Current estimates assume a beet yield of 73.5 tonnes per hectare. This corresponds to a total harvest in Germany of about 28.4 million tonnes. For the EU, the European Commission expects a total of 110.3 million tonnes. Compared to 2019, this corresponds to only a slight decline of 1.2 per cent.

What will the 2020 campaign bring? Farmer at the test harvest (© DiedovStock -
What will the 2020 campaign bring? Farmer at the test harvest (© DiedovStock -

Austria's cultivation area will again be low this year at 26,000 ha. If beet farmers do not contractually guarantee a cultivation area of at least 38,000 ha by mid-November 2020, the sugar beet factory in Leopoldsdorf will be closed down. As a result, sugar production will be concentrated at the Tulln site. Since the required cultivation area has not been reached for years, the closure seems inevitable.

As the strongest beet grower in the EU, the European Commission expects a harvest of 36 million tonnes in France. This corresponds to a decline of 3.2 per cent compared to the previous year. Reports of a massive infestation of the beet yellowing virus in all French growing regions are fuelling the price development of sugar beet pulp on the German market. Fearing harvest losses and the possible abandonment of beet cultivation by farmers, the French Ministry of Agriculture is taking special measures. It has applied to the EU for emergency authorisation to spray beet with neonicotinoids for the 2021 sowing season. A decision is still pending.

Price development still open

During the course of the year, both campaign and post-campaign prices have experienced further support. The price level is currently well above that of 2019, but how the 2020 campaign will turn out remains open. Last year, market players also outlined a tight scenario - especially for the 2019 post-campaign. However, this was not confirmed.

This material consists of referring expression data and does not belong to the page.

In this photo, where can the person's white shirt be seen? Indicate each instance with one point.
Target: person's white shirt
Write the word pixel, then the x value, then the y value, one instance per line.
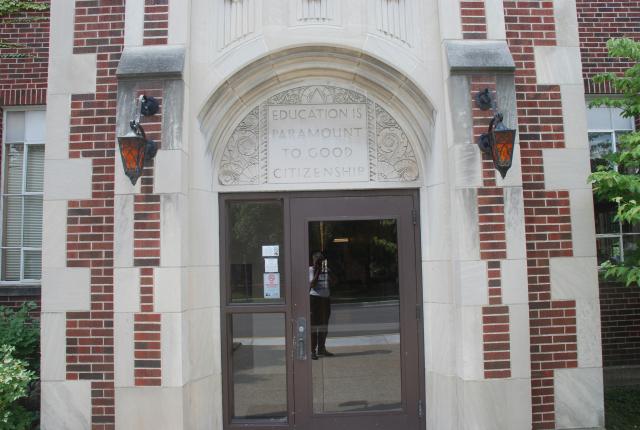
pixel 321 288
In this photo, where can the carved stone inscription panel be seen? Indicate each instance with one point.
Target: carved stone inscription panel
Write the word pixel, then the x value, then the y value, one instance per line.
pixel 317 134
pixel 317 143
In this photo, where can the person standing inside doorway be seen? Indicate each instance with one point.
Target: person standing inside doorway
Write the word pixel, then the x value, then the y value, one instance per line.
pixel 320 303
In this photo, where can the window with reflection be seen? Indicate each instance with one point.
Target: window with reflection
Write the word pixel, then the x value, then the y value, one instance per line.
pixel 259 366
pixel 613 238
pixel 255 251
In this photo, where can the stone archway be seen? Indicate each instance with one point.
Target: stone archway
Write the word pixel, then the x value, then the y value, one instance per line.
pixel 399 117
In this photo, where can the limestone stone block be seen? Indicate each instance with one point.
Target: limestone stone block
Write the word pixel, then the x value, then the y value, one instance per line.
pixel 589 333
pixel 173 230
pixel 441 402
pixel 566 18
pixel 204 213
pixel 558 65
pixel 204 287
pixel 170 289
pixel 494 11
pixel 53 346
pixel 468 165
pixel 54 233
pixel 583 230
pixel 204 342
pixel 519 336
pixel 439 321
pixel 514 222
pixel 58 118
pixel 149 408
pixel 67 179
pixel 73 74
pixel 133 25
pixel 123 352
pixel 470 359
pixel 579 398
pixel 436 277
pixel 66 289
pixel 496 404
pixel 574 278
pixel 126 289
pixel 66 405
pixel 202 399
pixel 171 170
pixel 466 236
pixel 123 229
pixel 566 168
pixel 172 349
pixel 472 285
pixel 574 114
pixel 514 282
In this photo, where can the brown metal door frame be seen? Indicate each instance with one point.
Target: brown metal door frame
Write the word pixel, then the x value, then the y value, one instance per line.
pixel 300 416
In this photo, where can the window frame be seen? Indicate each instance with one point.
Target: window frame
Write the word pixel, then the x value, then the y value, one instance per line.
pixel 5 111
pixel 619 235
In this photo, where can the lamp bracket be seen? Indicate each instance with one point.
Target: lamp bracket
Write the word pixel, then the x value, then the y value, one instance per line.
pixel 148 105
pixel 484 100
pixel 484 144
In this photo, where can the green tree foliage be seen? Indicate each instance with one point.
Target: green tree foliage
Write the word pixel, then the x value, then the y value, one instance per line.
pixel 619 180
pixel 8 10
pixel 22 332
pixel 14 384
pixel 9 7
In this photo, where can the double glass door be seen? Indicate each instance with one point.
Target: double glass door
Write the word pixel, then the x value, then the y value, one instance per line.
pixel 320 311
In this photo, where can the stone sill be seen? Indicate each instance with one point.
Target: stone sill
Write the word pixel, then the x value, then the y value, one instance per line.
pixel 17 290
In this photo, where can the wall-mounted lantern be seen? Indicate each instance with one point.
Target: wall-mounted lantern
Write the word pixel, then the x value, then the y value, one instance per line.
pixel 499 141
pixel 135 149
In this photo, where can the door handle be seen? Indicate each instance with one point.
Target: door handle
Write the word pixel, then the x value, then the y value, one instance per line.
pixel 301 338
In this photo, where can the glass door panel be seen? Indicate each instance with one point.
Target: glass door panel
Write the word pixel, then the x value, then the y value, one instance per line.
pixel 354 291
pixel 259 366
pixel 354 315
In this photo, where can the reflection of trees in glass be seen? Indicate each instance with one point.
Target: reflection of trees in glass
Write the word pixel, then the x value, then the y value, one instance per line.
pixel 363 268
pixel 619 182
pixel 252 225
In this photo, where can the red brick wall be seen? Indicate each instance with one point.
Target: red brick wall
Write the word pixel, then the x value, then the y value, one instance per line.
pixel 553 337
pixel 493 246
pixel 599 21
pixel 156 22
pixel 474 21
pixel 99 29
pixel 146 256
pixel 620 317
pixel 23 81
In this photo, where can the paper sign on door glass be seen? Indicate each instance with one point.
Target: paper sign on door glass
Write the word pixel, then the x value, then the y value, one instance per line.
pixel 270 250
pixel 271 285
pixel 270 265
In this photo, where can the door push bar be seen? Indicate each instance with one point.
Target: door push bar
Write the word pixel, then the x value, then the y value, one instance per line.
pixel 301 338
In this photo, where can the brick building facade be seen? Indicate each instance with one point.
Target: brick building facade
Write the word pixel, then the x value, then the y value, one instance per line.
pixel 140 329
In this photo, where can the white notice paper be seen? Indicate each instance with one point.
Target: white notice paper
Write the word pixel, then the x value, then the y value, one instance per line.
pixel 270 250
pixel 271 285
pixel 270 265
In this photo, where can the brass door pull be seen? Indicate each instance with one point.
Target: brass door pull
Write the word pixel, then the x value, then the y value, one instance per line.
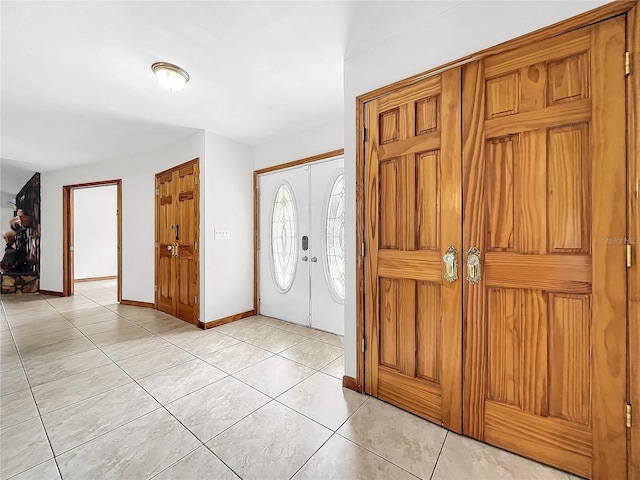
pixel 450 260
pixel 473 265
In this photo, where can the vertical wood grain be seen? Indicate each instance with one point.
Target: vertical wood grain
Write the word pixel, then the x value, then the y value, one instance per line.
pixel 390 219
pixel 609 350
pixel 504 346
pixel 475 366
pixel 451 234
pixel 570 358
pixel 568 188
pixel 633 222
pixel 407 320
pixel 428 326
pixel 371 236
pixel 427 115
pixel 568 79
pixel 389 303
pixel 428 200
pixel 503 95
pixel 500 173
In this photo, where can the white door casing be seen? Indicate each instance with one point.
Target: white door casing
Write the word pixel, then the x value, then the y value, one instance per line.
pixel 303 286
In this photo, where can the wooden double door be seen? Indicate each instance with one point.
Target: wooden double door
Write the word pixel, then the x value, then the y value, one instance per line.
pixel 177 231
pixel 495 280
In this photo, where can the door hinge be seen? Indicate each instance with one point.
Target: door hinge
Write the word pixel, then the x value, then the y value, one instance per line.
pixel 628 415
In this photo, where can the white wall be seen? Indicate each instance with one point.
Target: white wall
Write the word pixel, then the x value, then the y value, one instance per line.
pixel 138 212
pixel 228 264
pixel 95 245
pixel 304 144
pixel 460 31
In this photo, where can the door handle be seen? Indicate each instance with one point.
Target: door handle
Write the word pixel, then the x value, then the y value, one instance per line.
pixel 450 260
pixel 473 265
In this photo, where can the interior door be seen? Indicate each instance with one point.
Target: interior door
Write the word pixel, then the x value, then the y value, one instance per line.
pixel 544 202
pixel 187 225
pixel 165 265
pixel 284 245
pixel 413 215
pixel 327 210
pixel 177 259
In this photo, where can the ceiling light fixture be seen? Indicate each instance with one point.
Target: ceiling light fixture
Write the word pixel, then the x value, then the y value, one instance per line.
pixel 170 76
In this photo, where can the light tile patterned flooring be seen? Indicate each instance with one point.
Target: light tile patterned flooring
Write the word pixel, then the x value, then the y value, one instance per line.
pixel 93 390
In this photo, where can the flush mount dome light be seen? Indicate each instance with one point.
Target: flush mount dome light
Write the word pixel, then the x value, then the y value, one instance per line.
pixel 171 77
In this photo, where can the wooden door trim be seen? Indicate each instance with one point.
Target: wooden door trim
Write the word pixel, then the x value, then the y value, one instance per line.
pixel 196 162
pixel 617 7
pixel 256 212
pixel 633 210
pixel 68 232
pixel 588 18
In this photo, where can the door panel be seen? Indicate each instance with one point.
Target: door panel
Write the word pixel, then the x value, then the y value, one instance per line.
pixel 284 220
pixel 545 328
pixel 177 223
pixel 327 245
pixel 413 212
pixel 166 238
pixel 186 237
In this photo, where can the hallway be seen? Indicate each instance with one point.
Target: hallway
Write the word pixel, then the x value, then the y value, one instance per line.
pixel 93 389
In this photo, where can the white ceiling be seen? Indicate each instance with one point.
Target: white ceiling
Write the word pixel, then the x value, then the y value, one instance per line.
pixel 77 86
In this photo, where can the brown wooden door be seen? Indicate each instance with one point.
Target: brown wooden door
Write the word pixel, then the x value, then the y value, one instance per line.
pixel 187 225
pixel 413 211
pixel 177 259
pixel 165 264
pixel 544 202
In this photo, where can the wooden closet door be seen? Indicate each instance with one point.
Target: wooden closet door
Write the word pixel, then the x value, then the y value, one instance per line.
pixel 544 202
pixel 413 212
pixel 165 265
pixel 178 226
pixel 187 225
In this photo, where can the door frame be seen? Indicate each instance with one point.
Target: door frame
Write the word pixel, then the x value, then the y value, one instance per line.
pixel 68 233
pixel 256 213
pixel 632 10
pixel 156 203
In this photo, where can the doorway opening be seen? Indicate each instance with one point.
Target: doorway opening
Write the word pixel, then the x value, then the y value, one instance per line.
pixel 92 243
pixel 299 228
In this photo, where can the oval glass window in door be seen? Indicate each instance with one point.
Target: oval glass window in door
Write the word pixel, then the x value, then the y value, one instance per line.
pixel 334 238
pixel 283 238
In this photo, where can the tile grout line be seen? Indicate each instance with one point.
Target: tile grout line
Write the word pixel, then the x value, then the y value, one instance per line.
pixel 44 429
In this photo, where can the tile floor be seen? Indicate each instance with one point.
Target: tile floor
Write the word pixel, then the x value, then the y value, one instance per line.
pixel 94 390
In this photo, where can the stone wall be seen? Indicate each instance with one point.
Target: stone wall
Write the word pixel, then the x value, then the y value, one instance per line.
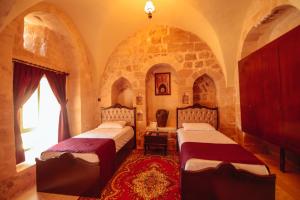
pixel 64 53
pixel 185 53
pixel 204 91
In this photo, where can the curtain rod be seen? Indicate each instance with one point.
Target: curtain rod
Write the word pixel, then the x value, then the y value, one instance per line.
pixel 39 66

The price development of the last few weeks reveals a downward trend. However, it remains to be seen whether this is due to a lack of domestic demand, the growing fear of a spread of African swine fever (ASF) or a lack of exports due to the COVID 19 pandemic.


  • Drought caused problems for sugar beet in many places in 2020. At the same time, beet farmers achieved rapid growth in some places due to rain.
  • The price level is currently significantly higher than in 2019.
  • However, it remains to be seen how the 2020 campaign will turn out.
  • The price trend in recent weeks has been downward.